Settling on a secure cloud service provider is the only route to take if you want comprehensive protection from the vulnerabilities listed. Here is a quick checklist of practices that your provider should fulfill:

  • A secure infrastructure for all forms of cloud services.
  • A set of security strategies that address the management of access to systems.
  • Comprehensive identity management that permits authorization and sets authentication standards to prevent malicious users from changing or stealing data.
  • Operational data backup and retention procedures. Also, a disaster recovery and business continuity plan to keep everything running in the face of an environmental catastrophe.

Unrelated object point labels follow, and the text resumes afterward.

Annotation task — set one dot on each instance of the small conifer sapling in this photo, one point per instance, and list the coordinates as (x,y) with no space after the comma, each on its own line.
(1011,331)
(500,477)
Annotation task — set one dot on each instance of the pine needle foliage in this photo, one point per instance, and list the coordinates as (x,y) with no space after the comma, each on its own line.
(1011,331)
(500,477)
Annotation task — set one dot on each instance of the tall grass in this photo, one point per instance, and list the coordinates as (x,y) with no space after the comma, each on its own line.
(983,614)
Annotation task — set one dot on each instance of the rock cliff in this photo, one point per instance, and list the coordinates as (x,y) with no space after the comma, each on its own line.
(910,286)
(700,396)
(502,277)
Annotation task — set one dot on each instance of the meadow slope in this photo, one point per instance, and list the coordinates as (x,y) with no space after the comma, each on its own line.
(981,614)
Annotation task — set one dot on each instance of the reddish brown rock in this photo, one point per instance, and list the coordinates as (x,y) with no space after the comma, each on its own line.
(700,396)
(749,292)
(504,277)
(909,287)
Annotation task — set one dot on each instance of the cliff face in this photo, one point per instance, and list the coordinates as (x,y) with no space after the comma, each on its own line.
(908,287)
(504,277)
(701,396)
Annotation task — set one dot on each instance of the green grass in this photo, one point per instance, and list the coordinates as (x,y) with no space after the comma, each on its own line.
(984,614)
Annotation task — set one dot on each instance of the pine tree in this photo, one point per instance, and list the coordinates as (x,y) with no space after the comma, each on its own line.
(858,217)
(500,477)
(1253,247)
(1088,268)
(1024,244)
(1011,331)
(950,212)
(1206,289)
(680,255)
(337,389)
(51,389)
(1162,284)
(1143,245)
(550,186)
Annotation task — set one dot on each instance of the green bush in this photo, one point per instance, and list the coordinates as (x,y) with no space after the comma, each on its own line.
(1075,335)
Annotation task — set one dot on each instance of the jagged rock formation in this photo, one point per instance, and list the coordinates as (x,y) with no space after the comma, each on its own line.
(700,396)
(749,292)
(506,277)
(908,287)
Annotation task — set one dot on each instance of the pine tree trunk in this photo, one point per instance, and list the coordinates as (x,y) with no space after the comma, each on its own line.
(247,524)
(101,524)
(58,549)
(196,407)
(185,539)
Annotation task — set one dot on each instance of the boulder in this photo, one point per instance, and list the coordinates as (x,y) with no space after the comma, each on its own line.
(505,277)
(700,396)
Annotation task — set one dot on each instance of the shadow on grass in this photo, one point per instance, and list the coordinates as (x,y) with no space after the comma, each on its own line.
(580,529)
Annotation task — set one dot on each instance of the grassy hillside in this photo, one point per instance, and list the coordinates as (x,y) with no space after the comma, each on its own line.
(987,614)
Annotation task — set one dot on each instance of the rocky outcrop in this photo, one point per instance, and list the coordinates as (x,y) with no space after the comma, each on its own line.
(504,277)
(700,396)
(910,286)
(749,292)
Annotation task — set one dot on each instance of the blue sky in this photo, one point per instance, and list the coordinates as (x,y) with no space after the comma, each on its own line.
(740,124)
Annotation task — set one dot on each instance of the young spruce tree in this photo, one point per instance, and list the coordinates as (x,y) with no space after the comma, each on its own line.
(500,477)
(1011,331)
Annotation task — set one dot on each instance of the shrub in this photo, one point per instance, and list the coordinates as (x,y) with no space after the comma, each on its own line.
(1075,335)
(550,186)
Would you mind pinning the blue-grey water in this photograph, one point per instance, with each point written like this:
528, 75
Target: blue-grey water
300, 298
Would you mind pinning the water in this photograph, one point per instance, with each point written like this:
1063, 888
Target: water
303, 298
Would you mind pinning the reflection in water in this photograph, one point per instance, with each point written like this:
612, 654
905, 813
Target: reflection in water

  • A physical security directive that ensures your data is safe from non-digital hazards that could affect the hardware and external equipment within a datacenter.

Education is the key to integrating cloud services successfully and avoiding major risk factors. Working with a trustworthy provider can help you make the right decisions for your business, your staff and your clients. Remember that the risks will never go away, but they are best navigated with a team of experts.